Belediyeler SİT yapıların duvarlarına ”Sit kapsamındadır, girilmesi tehlikeli ve yasaktır…” tabelaları çakmakla yetiniyorlar.
Kaynakları büyük ölçüde betona harcayan belediyeler, kentin tarihi ve kültürel dokusunu ihmal ediyorlar.
Anılan mahallelerde ihmale dayalı duyarsızlık sonucu kullanılmaz hale gelen tarihi yapıların birçoğu yakılıp yıkılarak otoparka dönüştürüldü.
Adliyenin bölgeye taşınması sürecinde umutlanan yapı sahipleri hayal kırıklığına uğradılar.
Avukatlar tarihi binalar yerine büro tercihlerinin bölgede inşa edilen plazalardan yana kullandılar.
Belediyeler SİT yapıların duvarlarına ”Sit kapsamındadır, girilmesi tehlikeli ve yasaktır…” tabelaları çakmakla yetiniyorlar.
Bazı belediyelerin tek tük restore ettirip kulllanıma açtığı yapıların seçim kıriteri de merak konusu.
İlgili mahallelerde kazanç hesabı yapan mülk sahiplerinin hayal kırıklığına uğradıkları gözleniyor.
Restorasyonun külfetinin yanı sıra günün kullanım anlayışının değişmesi eski yapılara yönelimin önüne set çekerken, içinde yaşamın solunmadığı kültürel miraslar gerekli önlemlerin alınmaması nedeniyle günden güne çürüyüp özeliklerini kaybediyorlar.
Belediyelerin kurtarma adına kapsamlı proje geliştirmemeleri, restorasyonun bürokratik aşamasının yanı sıra maliyetlerin yüksekliği mülk sahiplerinin elini kolunu bağlıyor.
Adliyenin taşınmasının üzerinden geçen süreç içerisindeki gelişmelerin beklentilerini karşılamadığı görüşünde birleşen mülk sahipleri,”Adliye inşaatı başladığında yakın çevrede daire ve dükkânların büyük değer kazanacağı söylentileri yayıldı. Haliyle biz mülk sahipleri biraz olsun umutlandık.
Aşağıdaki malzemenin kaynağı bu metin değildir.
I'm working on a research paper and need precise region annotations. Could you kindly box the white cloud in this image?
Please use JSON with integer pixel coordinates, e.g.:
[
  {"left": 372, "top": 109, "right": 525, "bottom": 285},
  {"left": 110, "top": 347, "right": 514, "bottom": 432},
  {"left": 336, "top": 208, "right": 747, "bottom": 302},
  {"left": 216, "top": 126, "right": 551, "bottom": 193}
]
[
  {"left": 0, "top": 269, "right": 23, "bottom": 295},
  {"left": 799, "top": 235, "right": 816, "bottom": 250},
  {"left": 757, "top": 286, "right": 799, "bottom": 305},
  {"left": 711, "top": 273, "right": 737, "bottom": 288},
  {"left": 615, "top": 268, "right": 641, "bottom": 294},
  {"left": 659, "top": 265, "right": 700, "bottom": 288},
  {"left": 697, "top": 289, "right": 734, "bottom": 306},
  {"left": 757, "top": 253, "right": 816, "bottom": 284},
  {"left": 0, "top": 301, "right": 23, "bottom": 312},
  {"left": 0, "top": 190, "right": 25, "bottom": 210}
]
Hatta kimileri satış ve kira fiyatlarını abartılı şekilde yükselti! Ancak beklenen olmadı, çünkü kokuyu alan para sahipleri kısa sürede modern çok katlı yeni binalar kondurdular. Bakın evlerde satılık tabelası bile yok, herkes umudunu kesmiş durumda. Bunca mülk atıl şekilde çürüyor. Çünkü günün kullanım anlayışı değiştiği için bu evler tercih edilmiyor. Bazı belediyelerin restore ettirip kullanıma açtığı yapıları hangi kıriterlere göre seçiyor anlamıyoruz, bizimkiler SİT değil mi? İnanınız ne yapacağımızı şaşırmış durumdayız...” diyerek yakınıyorlar.
Olaydan belediyeleri sorumlu tutan görüşlerine başvurduğumuz teknik çevreler ise, yerel yönetimlerin SİT kapsamındaki yapılara yasak tabelası asmaktan öte bir şey yapmadıklarını vurgulayarak, tarihi ve kültürel dokunun kamu eli değmeden kurtarılmasının mümkün olmadığını savunuyorlar.